もうチョットで日曜画家 (元海上自衛官の独白)

技量上がらぬ故の腹いせにせず。更にヘイトに堕せずをモットーに。

傭兵考

2023年06月26日 | 防衛

 ロシアの民間軍事会社ワグネルの反乱が終息した。

 反乱の動機や経過は現在のところ憶測の域を出ないが、ベラルーシのルカシェンコ大統領の仲介で「ワグネルはモスクワ進軍を停止・プリコジン氏はベラルーシに亡命」、プーチン大統領は「プリコジン氏に対する訴追を撤回、ワグネル構成員の免責」で手打ちされたとされている。1週間前まではワグネルを率いたプリコジン氏は「プーチンの料理番」、ワグネルも「プーチンの私兵」とされてプーチン大統領に全面的忠誠を誓っていたことを思えば将に隔世の感がある。
 ワグネルの構成員の大半がロシア人とはされるものの、多くはワグネル入隊を条件に一時的に解放された囚人であるともされているので、ワグネルはロシアに忠誠心を持つ義勇軍ではなく金銭を仲立ちとする傭兵であると思っている。
 以下は、記憶を頼りの記述であるので誤りがあるかもしれないが、傭兵についてのあれこれである。
 傭兵と聞いて先ず思い出すのはカルタゴ軍である。金満の都市国家であるカルタゴは、自領の防衛を含む軍事の全てを傭兵に依存しハンニバルが率いた外征軍も傭兵集団であったとされている。
 ローマ帝国も、版図に組み入れた準州などから兵役後のローマ市民権付与や土地の無償供与を恩賞として志願兵を募って強大なローマ軍を維持している。
 中国戦国時代に活躍した墨家は、豪族から請われた場合は武装して守城戦・籠城戦に協力・或いは指導したとされている。
 バチカン市国は、16世紀初頭以来現在まで警備をスイス傭兵に依存しており、スイスも永世中立の理念に反するバチカン警護を、歴史的・儀礼的理由から容認している。
 植民地経営のためのフランスの外人部隊は、インドシナ戦争の中核兵力であったとされ、モロッコなどの北アフリカでも前線の戦闘部隊は外人部隊であったとされる。
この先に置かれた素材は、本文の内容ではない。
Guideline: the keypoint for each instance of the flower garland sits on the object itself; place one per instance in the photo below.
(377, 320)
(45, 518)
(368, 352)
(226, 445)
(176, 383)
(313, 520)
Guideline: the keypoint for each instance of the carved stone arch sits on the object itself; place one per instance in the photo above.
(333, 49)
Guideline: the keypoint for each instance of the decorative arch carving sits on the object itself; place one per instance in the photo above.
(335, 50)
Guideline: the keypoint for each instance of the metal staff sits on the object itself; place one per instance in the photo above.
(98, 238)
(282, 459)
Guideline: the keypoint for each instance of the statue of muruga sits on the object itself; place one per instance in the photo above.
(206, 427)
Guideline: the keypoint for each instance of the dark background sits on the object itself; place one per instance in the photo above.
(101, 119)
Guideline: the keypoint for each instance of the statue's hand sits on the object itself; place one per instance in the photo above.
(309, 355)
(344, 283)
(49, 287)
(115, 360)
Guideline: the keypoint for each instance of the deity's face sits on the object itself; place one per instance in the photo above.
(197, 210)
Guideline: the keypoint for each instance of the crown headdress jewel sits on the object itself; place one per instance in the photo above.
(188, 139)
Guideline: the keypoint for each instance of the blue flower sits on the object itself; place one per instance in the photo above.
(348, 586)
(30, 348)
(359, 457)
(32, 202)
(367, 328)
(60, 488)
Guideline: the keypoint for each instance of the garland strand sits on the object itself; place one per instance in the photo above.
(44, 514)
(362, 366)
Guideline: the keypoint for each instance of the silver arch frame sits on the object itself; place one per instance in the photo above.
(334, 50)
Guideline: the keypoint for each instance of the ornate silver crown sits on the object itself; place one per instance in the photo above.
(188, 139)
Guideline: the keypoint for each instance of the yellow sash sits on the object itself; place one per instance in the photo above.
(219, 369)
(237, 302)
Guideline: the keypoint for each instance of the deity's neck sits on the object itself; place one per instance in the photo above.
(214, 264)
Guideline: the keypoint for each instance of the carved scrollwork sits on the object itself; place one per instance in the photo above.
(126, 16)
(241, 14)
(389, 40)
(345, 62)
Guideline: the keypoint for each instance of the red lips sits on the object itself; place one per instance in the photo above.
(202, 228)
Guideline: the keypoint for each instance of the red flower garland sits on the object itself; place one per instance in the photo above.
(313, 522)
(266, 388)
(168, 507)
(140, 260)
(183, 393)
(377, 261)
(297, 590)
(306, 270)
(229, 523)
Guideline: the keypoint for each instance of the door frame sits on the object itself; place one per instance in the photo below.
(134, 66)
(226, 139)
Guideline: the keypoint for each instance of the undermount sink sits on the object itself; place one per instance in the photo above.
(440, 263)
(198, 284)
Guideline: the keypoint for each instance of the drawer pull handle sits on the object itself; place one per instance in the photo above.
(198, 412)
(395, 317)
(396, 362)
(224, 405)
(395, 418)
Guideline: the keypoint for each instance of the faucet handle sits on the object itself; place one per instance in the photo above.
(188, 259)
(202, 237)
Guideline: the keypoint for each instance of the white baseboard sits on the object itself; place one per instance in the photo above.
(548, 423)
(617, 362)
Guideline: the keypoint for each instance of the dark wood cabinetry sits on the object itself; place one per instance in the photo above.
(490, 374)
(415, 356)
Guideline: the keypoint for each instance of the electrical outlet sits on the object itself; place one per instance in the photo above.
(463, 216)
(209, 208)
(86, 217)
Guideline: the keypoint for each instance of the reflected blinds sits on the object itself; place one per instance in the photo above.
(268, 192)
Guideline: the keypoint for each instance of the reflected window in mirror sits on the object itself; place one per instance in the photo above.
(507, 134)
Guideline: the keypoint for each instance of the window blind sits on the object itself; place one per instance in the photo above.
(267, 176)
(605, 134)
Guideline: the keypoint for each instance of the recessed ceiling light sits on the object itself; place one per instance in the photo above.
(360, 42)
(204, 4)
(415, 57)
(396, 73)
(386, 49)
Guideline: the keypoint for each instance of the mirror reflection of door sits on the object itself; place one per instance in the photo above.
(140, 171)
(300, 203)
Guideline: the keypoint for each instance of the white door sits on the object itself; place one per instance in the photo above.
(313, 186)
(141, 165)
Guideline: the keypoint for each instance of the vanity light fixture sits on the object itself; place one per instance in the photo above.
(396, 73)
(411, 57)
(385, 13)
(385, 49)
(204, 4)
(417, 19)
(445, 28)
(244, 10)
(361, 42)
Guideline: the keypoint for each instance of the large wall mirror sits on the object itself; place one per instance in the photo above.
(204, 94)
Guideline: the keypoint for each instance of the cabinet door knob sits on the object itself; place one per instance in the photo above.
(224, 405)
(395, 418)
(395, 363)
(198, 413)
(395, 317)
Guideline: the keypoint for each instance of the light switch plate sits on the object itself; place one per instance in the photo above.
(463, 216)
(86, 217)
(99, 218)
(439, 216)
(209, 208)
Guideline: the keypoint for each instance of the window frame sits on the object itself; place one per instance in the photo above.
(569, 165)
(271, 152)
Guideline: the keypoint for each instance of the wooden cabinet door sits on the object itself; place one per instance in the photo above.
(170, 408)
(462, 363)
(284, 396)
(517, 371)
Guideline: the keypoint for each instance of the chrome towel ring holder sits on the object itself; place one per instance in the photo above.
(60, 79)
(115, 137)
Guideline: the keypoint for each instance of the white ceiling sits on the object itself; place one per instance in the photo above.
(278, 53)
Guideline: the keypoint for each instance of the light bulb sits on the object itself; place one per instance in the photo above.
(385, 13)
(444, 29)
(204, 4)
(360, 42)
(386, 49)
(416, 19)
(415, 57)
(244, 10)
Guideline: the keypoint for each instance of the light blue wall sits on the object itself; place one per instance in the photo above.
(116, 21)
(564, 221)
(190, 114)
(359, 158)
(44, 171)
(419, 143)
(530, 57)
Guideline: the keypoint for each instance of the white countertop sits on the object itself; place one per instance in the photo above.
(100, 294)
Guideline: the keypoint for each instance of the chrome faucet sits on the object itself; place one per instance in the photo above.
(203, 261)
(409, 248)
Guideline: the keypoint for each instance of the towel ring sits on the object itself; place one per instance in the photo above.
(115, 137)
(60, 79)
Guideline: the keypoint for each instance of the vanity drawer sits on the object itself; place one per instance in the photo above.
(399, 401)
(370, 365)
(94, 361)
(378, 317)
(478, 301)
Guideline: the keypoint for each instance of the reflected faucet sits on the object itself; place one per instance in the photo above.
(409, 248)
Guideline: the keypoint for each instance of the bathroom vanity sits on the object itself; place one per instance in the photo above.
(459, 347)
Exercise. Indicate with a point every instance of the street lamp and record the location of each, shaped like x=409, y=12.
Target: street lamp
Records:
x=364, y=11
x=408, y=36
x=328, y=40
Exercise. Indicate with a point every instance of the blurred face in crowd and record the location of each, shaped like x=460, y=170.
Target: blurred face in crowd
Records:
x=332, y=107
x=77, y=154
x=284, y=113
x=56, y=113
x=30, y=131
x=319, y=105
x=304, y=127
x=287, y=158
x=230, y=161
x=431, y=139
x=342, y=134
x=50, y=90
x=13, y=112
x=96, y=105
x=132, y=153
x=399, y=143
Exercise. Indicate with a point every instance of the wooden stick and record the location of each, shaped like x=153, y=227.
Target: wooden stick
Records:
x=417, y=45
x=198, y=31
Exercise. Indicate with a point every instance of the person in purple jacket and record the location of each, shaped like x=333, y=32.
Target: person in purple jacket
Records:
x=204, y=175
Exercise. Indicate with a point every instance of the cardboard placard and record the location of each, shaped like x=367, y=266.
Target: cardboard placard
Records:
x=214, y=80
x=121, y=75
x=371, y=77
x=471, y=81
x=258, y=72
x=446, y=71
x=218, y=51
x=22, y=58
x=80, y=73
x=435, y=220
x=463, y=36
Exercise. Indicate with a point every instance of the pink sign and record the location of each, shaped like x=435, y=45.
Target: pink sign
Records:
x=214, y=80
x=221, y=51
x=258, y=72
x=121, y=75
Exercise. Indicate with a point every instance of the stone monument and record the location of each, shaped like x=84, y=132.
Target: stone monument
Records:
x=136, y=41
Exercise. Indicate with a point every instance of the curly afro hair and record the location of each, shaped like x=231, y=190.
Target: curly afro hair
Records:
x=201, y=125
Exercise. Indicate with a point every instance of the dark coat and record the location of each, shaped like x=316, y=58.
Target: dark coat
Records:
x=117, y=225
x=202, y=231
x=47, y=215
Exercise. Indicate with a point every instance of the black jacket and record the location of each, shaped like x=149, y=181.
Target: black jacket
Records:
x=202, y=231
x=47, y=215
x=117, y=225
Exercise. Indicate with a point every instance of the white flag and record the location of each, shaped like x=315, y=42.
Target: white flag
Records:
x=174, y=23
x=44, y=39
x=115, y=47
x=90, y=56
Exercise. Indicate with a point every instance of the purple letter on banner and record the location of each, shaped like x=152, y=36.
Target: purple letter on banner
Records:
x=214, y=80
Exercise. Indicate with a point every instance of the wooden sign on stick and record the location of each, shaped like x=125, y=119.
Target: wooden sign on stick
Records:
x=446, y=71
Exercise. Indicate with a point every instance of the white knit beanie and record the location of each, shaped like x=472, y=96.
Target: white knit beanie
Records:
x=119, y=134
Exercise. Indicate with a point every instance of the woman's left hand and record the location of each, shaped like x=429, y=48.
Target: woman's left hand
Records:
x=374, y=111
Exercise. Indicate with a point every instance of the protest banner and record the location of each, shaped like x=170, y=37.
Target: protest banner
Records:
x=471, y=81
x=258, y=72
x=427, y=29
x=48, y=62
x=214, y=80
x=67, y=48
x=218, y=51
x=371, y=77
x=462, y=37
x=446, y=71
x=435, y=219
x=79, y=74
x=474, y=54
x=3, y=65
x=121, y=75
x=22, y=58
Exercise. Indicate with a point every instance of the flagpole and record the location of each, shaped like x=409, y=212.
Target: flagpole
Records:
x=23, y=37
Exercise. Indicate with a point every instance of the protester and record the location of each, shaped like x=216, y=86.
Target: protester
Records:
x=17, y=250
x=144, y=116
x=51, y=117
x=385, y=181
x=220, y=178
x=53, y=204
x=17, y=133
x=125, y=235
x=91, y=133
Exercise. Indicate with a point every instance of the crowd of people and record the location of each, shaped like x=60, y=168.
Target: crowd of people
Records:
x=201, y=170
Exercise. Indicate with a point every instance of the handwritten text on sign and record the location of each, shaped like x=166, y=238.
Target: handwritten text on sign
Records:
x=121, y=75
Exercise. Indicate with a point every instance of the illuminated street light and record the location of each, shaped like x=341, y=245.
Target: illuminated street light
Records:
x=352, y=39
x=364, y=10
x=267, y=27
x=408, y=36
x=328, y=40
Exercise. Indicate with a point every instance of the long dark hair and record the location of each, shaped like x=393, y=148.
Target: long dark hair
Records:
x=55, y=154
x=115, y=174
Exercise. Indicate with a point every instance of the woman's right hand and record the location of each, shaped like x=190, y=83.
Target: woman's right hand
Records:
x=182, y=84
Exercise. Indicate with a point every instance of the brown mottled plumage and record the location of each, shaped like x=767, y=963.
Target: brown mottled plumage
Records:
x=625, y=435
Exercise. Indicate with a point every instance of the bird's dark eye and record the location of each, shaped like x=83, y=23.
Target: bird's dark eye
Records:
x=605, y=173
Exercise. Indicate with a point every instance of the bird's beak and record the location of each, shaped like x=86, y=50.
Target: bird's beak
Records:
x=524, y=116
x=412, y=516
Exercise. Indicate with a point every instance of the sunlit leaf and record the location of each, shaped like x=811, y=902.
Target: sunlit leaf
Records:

 本来、戦闘に従事する兵士は、国益や祖国の防衛のために従軍する者であろうが、国益という実態で把握できない名目で動員されることも珍しくない。朝鮮戦争やベトナム戦争では参戦した米兵や後方の多くは「なんで縁も所縁も無い極東で米国の青年がが血を流さなければならないのか」という懐疑が蔓延したとされる。
 些かに牽強付会かもしれないが、国連が組織する国連軍や多国籍軍にも、兵士の国籍とは相関しない戦闘であるために、うっすらとではあるが傭兵の趣が感じられるようにも思える。

 少子高齢化で自衛官の確保に腐心している日本を考えると、日本でも傭兵・外人部隊の導入・創設を考えなければならないのではないだろうか。こう書けば、極めて尖鋭な反論が目に見えるが、「ではの守」で申せば、アメリカでも数年の兵役で市民権を与える一種の移民制度が機能しているので、同種制度の議論も非現実的と排除すべきではないように思える。